A look at the origins and ways to celebrate Guy Fawkes Day.
Remember, remember the Fifth of November,
The Gunpowder Treason and Plot,
I know of no reason
Why the Gunpowder Treason
Should ever be forgot.
Every year we celebrate Guy Fawkes or Bonfire night, as it’s more commonly known, to acknowledge the anniversary of the Gunpowder Plot, the failed attempt the destruction of British parliament and assassination of King James I. The celebrations came about when parliament passed the Observance of 5th November Act 1605, during the first sitting of parliament since the incident. The act remained in place until 1859, but the tradition of marking the date with bonfires and fireworks has carried on, and still remains today. However, many people believe that the traditions started long before the Gunpowder Plot, and historians have suggested that the Protestant faith used Guy Fawkes Night to replace the ancient Celtic and Pagan festivals of Samhain.
When you do something, you should burn yourself up completely,
like a good bonfire, leaving no trace of yourself.

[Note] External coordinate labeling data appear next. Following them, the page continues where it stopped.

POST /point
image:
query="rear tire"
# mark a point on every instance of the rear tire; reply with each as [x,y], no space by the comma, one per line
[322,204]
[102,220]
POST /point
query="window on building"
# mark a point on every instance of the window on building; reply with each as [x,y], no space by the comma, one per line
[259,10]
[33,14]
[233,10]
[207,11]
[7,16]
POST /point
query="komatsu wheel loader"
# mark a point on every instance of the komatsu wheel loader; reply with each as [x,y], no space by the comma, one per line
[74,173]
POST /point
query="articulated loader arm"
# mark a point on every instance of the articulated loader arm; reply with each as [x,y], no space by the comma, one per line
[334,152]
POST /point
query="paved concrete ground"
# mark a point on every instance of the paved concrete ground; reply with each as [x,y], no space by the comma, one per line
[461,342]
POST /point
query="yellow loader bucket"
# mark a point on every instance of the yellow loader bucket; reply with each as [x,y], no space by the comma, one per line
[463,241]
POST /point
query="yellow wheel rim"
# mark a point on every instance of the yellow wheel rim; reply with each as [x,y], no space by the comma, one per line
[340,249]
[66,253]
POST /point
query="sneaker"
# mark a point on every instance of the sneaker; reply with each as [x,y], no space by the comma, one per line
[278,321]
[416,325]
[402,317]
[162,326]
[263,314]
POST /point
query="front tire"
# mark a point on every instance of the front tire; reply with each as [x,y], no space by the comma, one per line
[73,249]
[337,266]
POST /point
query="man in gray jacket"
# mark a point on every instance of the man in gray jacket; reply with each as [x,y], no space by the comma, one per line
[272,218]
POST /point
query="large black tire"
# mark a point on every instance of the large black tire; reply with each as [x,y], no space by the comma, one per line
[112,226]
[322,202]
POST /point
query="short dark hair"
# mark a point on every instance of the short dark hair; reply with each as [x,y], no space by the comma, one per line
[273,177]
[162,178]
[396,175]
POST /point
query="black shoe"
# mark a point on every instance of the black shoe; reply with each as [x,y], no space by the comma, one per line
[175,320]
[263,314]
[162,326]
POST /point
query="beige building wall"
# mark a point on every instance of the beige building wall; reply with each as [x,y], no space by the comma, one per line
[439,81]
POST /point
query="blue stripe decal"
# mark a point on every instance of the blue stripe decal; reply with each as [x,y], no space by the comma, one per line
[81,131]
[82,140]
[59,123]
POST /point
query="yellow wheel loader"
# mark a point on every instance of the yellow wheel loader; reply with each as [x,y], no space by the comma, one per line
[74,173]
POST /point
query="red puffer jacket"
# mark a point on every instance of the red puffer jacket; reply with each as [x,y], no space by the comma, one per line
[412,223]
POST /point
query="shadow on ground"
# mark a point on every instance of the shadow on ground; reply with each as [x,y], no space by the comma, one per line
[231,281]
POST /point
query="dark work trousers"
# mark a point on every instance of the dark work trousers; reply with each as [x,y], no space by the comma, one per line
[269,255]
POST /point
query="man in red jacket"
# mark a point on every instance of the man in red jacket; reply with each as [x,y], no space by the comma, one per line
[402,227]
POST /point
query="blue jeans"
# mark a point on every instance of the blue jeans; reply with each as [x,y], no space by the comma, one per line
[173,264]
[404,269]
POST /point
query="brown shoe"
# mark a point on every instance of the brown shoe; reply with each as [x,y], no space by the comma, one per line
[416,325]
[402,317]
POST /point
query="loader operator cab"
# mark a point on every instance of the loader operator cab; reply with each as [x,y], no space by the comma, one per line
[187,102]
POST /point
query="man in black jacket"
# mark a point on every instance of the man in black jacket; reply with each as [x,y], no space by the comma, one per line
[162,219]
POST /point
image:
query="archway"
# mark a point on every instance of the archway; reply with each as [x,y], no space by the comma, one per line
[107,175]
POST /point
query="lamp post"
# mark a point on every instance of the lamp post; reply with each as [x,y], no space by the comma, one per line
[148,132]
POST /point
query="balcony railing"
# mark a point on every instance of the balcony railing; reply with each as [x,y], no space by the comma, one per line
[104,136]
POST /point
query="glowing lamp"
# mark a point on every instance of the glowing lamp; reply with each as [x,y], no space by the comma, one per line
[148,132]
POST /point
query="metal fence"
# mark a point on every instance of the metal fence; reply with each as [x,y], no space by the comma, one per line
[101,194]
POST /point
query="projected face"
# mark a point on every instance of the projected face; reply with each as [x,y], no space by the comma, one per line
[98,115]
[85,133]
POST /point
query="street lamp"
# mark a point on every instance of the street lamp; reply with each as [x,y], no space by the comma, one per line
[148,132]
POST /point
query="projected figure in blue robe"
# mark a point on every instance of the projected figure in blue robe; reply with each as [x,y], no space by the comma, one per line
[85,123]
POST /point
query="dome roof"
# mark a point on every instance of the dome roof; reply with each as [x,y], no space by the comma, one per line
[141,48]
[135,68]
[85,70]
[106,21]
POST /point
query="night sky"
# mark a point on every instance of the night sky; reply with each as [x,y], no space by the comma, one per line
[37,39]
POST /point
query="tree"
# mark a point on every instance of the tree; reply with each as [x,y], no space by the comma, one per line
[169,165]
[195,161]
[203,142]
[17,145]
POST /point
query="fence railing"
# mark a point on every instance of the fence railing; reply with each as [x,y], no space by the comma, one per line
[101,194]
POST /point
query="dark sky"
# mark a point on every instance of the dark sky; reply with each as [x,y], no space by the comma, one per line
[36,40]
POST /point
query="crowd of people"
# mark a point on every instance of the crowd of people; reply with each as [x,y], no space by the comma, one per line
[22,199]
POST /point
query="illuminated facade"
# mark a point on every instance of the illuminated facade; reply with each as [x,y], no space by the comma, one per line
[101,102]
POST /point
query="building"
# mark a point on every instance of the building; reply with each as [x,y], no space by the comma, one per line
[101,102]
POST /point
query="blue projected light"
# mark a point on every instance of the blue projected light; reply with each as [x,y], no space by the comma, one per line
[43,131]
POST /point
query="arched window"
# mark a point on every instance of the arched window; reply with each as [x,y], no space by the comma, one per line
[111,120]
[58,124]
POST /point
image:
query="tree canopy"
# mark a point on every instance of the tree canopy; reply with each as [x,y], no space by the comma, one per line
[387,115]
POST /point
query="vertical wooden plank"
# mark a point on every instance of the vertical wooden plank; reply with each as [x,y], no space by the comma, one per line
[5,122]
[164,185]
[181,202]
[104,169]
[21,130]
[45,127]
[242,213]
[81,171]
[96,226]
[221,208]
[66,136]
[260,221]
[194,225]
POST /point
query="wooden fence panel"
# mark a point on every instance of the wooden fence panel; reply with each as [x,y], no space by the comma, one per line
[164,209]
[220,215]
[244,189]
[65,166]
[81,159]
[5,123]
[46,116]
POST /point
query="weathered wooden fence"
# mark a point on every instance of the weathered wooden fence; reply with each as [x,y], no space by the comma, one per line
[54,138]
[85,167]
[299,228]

The word ‘bonfire’ comes from the old Celtic word ‘bone-fire’, relating to the tradition of burning the bones of animals on Samhain to scare away evil spirits. Britons also used to hold bonfires in graveyards for the same reason. Fire, one of the classical elements, plays an important role in many different cultures and religions, and is particularly important in Pagan traditions. Fire has a variety of uses in different ceremonies and rituals, and although bonfires are usually reserved for Midsummer Night or Summer Solstice rituals, you can take advantage of tonight’s many festivities by performing your own personal rituals.